Flowers and candles in tribute to the 14 killed by gunfire during Thursday's brutal attack on Charles University in Prague.  Photo.  AFP  Flowers and candles in tribute to the 14 killed by gunfire during Thursday’s brutal attack on Charles University in Prague. Photo. AFP

Guns in the guitar case

Kozak had meticulously prepared the massacre.

In the previous days he had made at least three trips by bus to the capital from Hostoun, about 30 kilometers from Prague, where he lived, with a guitar case where he probably hid his weapons.

A fellow citizen who usually took the same bus told the investigators.

“In recent days he was traveling with his guitar case, something I had never seen him do before. Now I think I know why and that he probably didn’t have the musical instrument with him,” the woman told the site. seznam.cz.

An arsenal composed of eight different types of weapons including guns and rifles, a shotgun and a silencer, all apparently registered in his name and in lawful possession.

But not only.

A powerful homemade device consisting of “cylinder, ammunition, pyrotechnic material and chemical substances” was found in the basement of the house, according to a source close to the investigation, reported to the website PrahaIn.cz.

More details of a heinous crime

Meanwhile, something else details on the dynamics of the events that caused 14 deaths and more than 20 injuries on campus.

According to Lidovky.cz sources, it was the mother who informed the police that her son was going to university with the intention of committing suicide, but the searches were concentrated in a different building from the one the killer had entered.

He had a long time to sow terror and death.

“He went to all the classrooms to see if there were people to shoot,” she said Caretaker Jakob Weizman, student and journalist who was taking an exam when he heard “shots and screams”.

He barricaded himself in the classroom with the teacher, using tables and chairs to block the door as Kozak tried to force it open.

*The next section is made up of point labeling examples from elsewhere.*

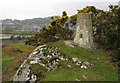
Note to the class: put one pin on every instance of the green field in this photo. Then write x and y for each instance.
(13, 56)
(17, 32)
(102, 69)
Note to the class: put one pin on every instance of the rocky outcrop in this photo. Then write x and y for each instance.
(47, 57)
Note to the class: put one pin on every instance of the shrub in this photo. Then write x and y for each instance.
(38, 70)
(116, 57)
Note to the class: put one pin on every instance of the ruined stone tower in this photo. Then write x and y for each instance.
(83, 34)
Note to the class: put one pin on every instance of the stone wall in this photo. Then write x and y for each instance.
(84, 34)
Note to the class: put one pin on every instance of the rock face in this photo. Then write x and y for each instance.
(47, 58)
(83, 34)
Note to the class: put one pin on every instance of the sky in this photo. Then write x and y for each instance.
(28, 9)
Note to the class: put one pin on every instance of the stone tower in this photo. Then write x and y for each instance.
(84, 34)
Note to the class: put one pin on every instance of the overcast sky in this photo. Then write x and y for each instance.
(28, 9)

When both were evacuated by the police “there was blood all over the faculty”.

Ballistics tests on a gun found in the family’s home also confirmed that Kozak was the perpetrator of another vicious double murder last week in the Klanovice forest: that of a two-month-old baby girl and her 32-year-old father. The day after the massacre in the Czech capital, silence and pain reigned.

A telegram of condolence was sent by Pope Francis to the university and in front of the doors the people of Prague, under the rain mixed with snow, placed flowers and candles in memory of the victims.

Tomorrow there will be national mourning throughout the country, where four people who risked emulating Kozak have been arrested and checks and security measures have been intensified in selected places and schools until at least January 1st.